Dobbiamo immaginarlo sdraiato, su un’altura, mentre respira e prende la mira puntando il cannocchiale verso la piana di Ninive/Mosul. Non da solo però. Erano solitari i tiratori di una volta, gli austriaci dell’imperatore Francesco Giuseppe detto Cecco (da cui l’italiano cecchino), o il finlandese Simo Hayha, soprannominato dai nemici «morte bianca», che in meno di 100 giorni negli anni Quaranta uccise 542 sovietici (altro record). Spesso diventava una mortale gara di tiro, come nella leggenda della battaglia di Stalingrado che vede il campione russo Vassili Zaitsev battersi all’ultimo colpo con il tedesco Erwin Konig, duello raccontato anche nel film «Il nemico alle porte» con Jude Law.
Ma gli sniper high-tech uccidono in coppia, a volte in tre. E di rado sono visti come eroi. Lo spotter è il compagno «navigatore» che studia la distanza, la forza del vento e la curvatura della Terra, prima di fornire le coordinate all’uomo del grilletto.

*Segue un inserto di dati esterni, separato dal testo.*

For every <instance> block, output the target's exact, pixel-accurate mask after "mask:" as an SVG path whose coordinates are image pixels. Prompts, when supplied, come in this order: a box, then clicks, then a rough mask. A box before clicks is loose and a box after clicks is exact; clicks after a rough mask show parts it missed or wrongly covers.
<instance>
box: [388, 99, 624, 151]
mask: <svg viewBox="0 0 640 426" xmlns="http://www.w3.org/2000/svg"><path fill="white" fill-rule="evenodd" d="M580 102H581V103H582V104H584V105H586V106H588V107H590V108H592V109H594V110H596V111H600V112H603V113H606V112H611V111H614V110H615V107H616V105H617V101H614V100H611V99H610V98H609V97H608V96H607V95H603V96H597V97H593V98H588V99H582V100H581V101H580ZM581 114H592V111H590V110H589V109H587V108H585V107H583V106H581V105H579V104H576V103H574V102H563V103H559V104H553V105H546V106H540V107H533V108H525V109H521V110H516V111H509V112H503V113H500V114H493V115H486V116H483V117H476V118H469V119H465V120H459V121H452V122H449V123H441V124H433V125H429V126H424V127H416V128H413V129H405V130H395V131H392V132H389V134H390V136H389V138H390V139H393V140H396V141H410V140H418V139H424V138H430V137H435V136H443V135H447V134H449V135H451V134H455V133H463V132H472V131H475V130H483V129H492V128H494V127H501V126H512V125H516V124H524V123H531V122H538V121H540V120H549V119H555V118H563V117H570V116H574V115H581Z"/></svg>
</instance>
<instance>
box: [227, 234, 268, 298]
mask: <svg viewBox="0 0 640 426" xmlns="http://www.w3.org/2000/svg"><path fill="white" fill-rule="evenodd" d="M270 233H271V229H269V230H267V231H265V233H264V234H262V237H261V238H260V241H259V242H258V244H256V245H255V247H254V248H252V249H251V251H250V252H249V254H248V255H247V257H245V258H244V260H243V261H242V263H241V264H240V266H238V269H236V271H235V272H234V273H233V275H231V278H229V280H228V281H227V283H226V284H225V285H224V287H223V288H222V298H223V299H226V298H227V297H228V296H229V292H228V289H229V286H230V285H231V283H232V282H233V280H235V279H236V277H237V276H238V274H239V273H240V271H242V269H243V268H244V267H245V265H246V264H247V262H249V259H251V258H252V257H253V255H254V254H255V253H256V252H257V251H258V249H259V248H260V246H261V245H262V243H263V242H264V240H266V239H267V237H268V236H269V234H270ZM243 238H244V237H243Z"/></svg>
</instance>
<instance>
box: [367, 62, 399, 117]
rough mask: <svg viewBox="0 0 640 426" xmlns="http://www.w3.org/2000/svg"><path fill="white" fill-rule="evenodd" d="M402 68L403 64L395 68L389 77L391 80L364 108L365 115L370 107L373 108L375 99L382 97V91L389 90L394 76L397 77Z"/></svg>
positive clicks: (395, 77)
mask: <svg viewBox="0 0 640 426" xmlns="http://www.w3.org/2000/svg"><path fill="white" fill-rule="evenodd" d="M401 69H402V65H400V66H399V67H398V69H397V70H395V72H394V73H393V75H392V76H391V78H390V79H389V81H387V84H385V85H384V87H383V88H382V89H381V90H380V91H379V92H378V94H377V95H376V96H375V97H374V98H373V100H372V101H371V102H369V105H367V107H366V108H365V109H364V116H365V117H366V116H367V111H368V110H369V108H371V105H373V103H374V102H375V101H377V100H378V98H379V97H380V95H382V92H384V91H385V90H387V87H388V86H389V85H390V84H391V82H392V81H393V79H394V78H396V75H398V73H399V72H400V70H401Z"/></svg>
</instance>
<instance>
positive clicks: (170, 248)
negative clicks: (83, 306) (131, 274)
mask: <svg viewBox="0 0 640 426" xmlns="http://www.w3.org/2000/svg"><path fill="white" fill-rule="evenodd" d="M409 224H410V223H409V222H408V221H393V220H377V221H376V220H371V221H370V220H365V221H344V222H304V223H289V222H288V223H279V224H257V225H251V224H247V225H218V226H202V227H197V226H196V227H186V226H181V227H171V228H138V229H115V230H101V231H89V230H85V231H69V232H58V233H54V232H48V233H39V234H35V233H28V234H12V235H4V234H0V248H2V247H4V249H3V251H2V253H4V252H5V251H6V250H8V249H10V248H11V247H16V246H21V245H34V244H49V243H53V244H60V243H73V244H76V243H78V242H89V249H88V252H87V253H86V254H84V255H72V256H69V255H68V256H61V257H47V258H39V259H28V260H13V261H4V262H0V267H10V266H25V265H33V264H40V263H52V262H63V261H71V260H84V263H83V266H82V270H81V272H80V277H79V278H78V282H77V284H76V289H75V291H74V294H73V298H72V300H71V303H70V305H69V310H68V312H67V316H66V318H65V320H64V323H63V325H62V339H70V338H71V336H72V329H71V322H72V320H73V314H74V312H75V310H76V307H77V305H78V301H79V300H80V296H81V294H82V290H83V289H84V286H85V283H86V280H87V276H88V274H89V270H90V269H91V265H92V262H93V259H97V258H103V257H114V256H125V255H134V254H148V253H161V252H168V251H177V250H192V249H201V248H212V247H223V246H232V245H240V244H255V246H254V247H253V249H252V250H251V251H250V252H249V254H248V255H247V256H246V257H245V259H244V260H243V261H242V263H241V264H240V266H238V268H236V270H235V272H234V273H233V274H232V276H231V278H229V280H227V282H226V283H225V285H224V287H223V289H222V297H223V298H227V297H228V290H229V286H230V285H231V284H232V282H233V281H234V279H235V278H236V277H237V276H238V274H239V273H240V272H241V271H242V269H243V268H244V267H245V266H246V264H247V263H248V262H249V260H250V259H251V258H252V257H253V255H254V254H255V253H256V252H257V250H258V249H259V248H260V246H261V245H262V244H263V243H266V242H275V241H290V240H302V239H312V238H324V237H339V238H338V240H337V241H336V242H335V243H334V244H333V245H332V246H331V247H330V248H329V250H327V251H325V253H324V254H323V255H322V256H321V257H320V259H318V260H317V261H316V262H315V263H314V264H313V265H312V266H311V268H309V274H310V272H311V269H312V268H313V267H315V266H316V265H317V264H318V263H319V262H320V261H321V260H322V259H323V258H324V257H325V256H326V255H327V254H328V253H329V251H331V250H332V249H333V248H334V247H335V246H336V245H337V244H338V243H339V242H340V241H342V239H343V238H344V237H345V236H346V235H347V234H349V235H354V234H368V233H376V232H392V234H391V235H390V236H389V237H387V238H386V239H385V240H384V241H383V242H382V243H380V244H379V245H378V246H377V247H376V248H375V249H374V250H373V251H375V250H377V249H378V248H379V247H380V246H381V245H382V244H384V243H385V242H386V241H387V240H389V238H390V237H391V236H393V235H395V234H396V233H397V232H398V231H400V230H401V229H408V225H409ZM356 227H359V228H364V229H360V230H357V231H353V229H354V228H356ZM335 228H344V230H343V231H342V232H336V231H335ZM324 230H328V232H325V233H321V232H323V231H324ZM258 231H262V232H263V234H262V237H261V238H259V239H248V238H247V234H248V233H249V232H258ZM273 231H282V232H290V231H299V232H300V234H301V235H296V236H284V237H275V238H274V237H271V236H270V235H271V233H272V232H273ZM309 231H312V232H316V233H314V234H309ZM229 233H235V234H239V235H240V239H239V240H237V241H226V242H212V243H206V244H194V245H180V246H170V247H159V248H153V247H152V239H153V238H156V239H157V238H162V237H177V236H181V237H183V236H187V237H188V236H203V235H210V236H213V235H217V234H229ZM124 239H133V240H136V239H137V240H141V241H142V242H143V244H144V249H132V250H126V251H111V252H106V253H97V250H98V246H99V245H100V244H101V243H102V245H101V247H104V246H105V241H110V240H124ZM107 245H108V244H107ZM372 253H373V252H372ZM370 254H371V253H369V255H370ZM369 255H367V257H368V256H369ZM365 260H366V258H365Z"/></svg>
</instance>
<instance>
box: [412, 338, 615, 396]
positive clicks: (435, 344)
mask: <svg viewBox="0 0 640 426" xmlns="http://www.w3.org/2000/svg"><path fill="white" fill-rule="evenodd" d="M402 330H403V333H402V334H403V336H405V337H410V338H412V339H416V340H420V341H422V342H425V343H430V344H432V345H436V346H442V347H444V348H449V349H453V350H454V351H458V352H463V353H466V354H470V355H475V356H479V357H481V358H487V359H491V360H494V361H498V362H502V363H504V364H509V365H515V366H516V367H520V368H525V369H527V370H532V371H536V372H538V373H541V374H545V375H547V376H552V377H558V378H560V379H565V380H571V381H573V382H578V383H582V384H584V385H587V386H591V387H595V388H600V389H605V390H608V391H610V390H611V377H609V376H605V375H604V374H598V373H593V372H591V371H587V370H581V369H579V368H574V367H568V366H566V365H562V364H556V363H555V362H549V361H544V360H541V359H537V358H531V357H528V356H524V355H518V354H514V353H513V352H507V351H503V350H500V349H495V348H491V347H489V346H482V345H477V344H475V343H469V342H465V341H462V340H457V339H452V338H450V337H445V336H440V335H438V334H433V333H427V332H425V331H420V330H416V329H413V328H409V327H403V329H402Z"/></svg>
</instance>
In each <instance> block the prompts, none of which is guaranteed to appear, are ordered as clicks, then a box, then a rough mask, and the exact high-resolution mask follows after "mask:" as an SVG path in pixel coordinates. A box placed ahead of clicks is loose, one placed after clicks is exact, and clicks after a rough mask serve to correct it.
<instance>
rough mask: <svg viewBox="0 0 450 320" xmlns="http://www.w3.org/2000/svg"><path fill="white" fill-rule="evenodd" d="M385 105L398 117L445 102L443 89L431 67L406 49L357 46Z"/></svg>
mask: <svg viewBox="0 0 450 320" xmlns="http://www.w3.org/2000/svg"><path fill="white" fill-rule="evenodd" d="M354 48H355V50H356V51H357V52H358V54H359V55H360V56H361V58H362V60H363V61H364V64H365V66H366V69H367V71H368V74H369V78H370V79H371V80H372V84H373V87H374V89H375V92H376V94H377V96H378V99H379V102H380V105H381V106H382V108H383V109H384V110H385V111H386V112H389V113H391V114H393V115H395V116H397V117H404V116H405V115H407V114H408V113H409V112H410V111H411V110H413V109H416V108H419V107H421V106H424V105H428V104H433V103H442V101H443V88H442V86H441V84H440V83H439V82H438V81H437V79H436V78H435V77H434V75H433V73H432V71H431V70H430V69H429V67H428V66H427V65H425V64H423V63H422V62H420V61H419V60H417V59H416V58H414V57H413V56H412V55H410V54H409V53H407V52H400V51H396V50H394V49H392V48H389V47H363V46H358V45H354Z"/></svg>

A Bagdad il sergente Randy Davis della Brigata Stryker raccontava che a certe distanze, a partire dai mille metri, la morte di un nemico appare da lontano come una nuvoletta di polvere che esce dal foro della divisa, e poi una macchia di sangue. Come in Matrix, lo spotter riesce a seguire la scia del proiettile (la differenza di pressione dell’aria provoca una particolare diffrazione della luce) prima che raggiunga il bersaglio.
Anche se non osiamo dirlo, è questo aspetto umano e tecnico a colpirci. I droni ce li hanno anche i miliziani dell’Isis. Ma la precisione dei cecchini testimonia in un certo modo la superiorità dell’Occidente. L’«umanità» distorta della guerra «da remoto» (ma non solo tecnologia senza intervento umano, come per i droni): l’asetticità della morte a 3,5 km di distanza, contro la barbarie dei kamikaze con l’esplosivo fai-da-te sul corpo.
Il cecchino invece è più un artigiano altamente specializzato. Spesso nei film, come nell’ultimo Wonder Woman, è un giovane tormentato dai sensi di colpa. Nella realtà è diverso: nelle scuole per tiratori scelti Usa, ad esempio, vengono selezionati i «più calmi, metodici, disciplinati». In American Sniper Clint Eastwood ha romanzato la vita di Chris Kyle, il più grande cecchino Usa. Che dopo quattro turni in Iraq, è morto in un poligono del Texas, per mano di un veterano colpito da stress post traumatico.
I cecchini «dipendono» dalle loro vittime. Durante l’assedio di Sarajevo, uno dei viali principali della capitale bosniaca fu soprannominato Sniper Alley, il Viale dei Cecchini. Almeno 225 persone furono uccise (60 bambini) dai tiratori serbi. Solitari sono i miliziani che intorno a Taiz, in Yemen, sparano ai civili in maniera selettiva, ci ha raccontato un italiano di Medici senza frontiere: «Un giorno per esempio decidono di colpire le donne, e solo al braccio sinistro». Chi ne centra di più: anche questo può essere un record?